Michelle Dickinson
Engineer
Nanogirl, as Michelle Dickinson is known, liked breaking things as a kid. But that wasn’t on the list of options offered by her high school careers advisor, so it wasn’t until she found a university engineering department fracture mechanics lab that Dickinson knew what she might want to do.1
Dickinson set up and runs New Zealand's sole nanomechanical testing lab, which conducts research into breaking extremely small materials, pushes the boundaries of what can be tested and looks into why things behave differently when they are small.
Dickinson is also passionate science communicator.
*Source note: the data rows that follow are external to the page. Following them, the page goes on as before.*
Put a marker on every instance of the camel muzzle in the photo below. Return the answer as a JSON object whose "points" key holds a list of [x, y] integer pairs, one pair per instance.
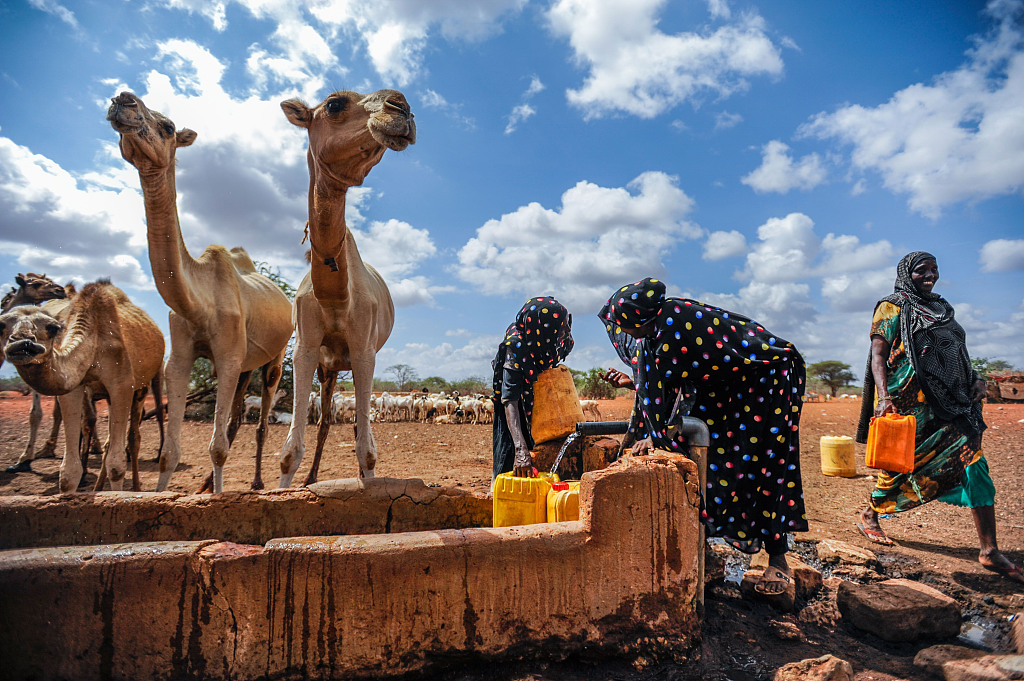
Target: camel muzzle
{"points": [[22, 351]]}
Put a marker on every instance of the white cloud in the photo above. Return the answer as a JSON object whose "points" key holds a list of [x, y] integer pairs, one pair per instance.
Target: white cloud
{"points": [[1003, 255], [721, 245], [725, 120], [636, 69], [778, 172], [55, 8], [393, 35], [787, 247], [576, 250], [958, 138]]}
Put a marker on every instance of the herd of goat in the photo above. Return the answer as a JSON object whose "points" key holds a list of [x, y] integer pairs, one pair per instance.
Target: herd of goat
{"points": [[421, 407]]}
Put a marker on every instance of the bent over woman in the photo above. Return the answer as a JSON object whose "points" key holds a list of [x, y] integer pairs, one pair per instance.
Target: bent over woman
{"points": [[540, 338], [745, 383], [919, 365]]}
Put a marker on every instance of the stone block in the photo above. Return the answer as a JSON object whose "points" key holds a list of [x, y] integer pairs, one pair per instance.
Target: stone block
{"points": [[899, 610], [989, 668], [826, 668], [932, 658]]}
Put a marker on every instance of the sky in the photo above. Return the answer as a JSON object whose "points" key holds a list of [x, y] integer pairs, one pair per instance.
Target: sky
{"points": [[776, 159]]}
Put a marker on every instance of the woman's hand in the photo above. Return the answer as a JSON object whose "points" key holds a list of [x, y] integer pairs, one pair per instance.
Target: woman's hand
{"points": [[643, 447], [523, 465], [885, 406], [979, 390], [616, 378]]}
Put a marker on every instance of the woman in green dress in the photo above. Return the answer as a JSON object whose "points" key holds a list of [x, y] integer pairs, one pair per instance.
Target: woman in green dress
{"points": [[919, 366]]}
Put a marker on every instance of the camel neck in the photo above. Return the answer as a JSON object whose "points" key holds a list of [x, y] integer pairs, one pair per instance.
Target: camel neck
{"points": [[329, 239], [169, 258]]}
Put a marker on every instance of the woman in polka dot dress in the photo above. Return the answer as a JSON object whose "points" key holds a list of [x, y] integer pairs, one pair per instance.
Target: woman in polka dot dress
{"points": [[745, 383]]}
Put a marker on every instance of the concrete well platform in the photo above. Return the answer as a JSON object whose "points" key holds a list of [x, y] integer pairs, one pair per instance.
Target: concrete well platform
{"points": [[366, 604]]}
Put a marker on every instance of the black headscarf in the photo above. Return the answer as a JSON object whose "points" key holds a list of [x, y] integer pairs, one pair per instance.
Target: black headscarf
{"points": [[936, 344]]}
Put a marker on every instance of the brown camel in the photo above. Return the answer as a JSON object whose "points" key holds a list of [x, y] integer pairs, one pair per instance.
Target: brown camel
{"points": [[343, 309], [36, 289], [103, 343], [221, 308]]}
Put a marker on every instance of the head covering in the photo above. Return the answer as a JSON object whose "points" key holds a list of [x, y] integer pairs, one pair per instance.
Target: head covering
{"points": [[540, 338], [936, 344]]}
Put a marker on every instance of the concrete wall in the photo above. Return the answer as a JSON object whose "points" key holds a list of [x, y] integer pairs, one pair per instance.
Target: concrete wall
{"points": [[335, 507], [365, 605]]}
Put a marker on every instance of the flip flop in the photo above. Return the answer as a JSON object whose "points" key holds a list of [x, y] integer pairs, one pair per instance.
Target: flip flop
{"points": [[1014, 573], [772, 575], [875, 536]]}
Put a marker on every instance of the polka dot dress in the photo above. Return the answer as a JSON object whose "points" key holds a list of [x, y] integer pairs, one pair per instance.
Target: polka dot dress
{"points": [[742, 381]]}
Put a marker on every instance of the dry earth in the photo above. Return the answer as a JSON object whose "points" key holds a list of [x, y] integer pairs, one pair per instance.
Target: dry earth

She co-founded OMGTech, a charity which helps provide children with access to learning about technology, has numerous speaking slots in the media, delivered a live science show around New Zealand and has written two books, No 8 Recharged and The Kitchen Science Cookbook.
In 2014 she was awarded the Prime Minister’s Science Communication Prize and in 2015 she won the Royal Society’s Callaghan Medal for exciting young people about science.
Reference:
1. TEDx Talks, Nanogirl, My Quest to Become a Superhero: Michelle Dickinson at TEDxAuckland, accessed June 2, 2018, https://www.youtube.com/watch?v=9jV-KW1jpJo.
This profile is part of the series 150 Women in 150 Words that celebrates women’s contributions to expanding knowledge in New Zealand, running as part of our 150th Anniversary.